Populist Duda in hairline win
Historic re-election
WARSAW, Poland (AFP) — Polish President Andrzej Duda squeezed past a Europhile rival to win re-election, official results showed Monday, but the narrow victory put allies in the populist right-wing Law and Justice (PiS) party on the back foot.
Seeking close ties with US President Donald Trump, Duda has vowed to tighten already restrictive laws against abortion, and campaigned against LGBT rights.
Trump on Monday congratulated Duda on his “historic re-election.”
“Looking forward to continuing our important work together,” he wrote on Twitter.
The incumbent won a new five-year term with 51.03 percent of Sunday’s vote against 48.97 percent for Warsaw’s liberal mayor Rafal Trzaskowski, according to final results from
the country’s electoral commission.
Trzaskowski had vowed to mend ties with the European Union.

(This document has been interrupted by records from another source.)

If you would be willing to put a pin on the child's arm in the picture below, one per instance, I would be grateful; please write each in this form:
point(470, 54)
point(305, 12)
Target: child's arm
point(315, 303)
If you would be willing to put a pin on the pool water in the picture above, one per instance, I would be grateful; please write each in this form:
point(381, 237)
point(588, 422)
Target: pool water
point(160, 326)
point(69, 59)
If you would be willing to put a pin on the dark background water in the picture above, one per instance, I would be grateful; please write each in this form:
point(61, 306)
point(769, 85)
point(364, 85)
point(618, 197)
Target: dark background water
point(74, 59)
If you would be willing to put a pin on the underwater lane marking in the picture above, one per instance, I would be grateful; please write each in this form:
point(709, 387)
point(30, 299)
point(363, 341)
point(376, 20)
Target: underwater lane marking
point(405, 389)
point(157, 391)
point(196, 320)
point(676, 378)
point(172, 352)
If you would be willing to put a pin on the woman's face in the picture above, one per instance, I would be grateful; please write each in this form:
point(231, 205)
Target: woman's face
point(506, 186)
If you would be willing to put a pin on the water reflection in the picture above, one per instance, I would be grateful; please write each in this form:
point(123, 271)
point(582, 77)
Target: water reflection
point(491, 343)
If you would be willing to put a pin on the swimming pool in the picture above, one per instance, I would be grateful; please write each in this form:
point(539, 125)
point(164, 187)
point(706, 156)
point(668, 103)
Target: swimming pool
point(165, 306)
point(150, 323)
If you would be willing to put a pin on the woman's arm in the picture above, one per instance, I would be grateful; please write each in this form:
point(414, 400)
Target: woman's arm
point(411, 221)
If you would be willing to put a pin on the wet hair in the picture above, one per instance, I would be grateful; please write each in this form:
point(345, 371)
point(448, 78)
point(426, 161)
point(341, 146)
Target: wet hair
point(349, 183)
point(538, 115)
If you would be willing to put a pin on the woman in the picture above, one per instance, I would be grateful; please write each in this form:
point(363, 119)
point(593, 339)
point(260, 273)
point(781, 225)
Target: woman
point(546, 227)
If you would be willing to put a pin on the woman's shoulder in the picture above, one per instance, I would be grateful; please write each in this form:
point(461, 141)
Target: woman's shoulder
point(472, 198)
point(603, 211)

European Commission president Ursula von der Leyen congratulated Duda on his win, tweeting that she looked “forward to working with him on the many challenges Europe and Poland have to face together.”
Trzaskowski had vowed to mend ties with the European Union.
Experts said the result means the governing PiS party, which has been criticized at home and abroad for reforms of the judiciary seen as eroding democratic freedoms, will face a more confident opposition.
“President Duda has won the election, but the real success is for Rafal Trzaskowski and the opposition which has gained ground,” said Kazimierz Kik, a political expert from Kielce University.
Anna Materska-Sosnowska, a Warsaw University political scientist, warned there was a “realistic” risk that Poland could begin to resemble Hungary, which has been accused of drifting towards authoritarianism under nationalist Prime Minister Viktor Orban.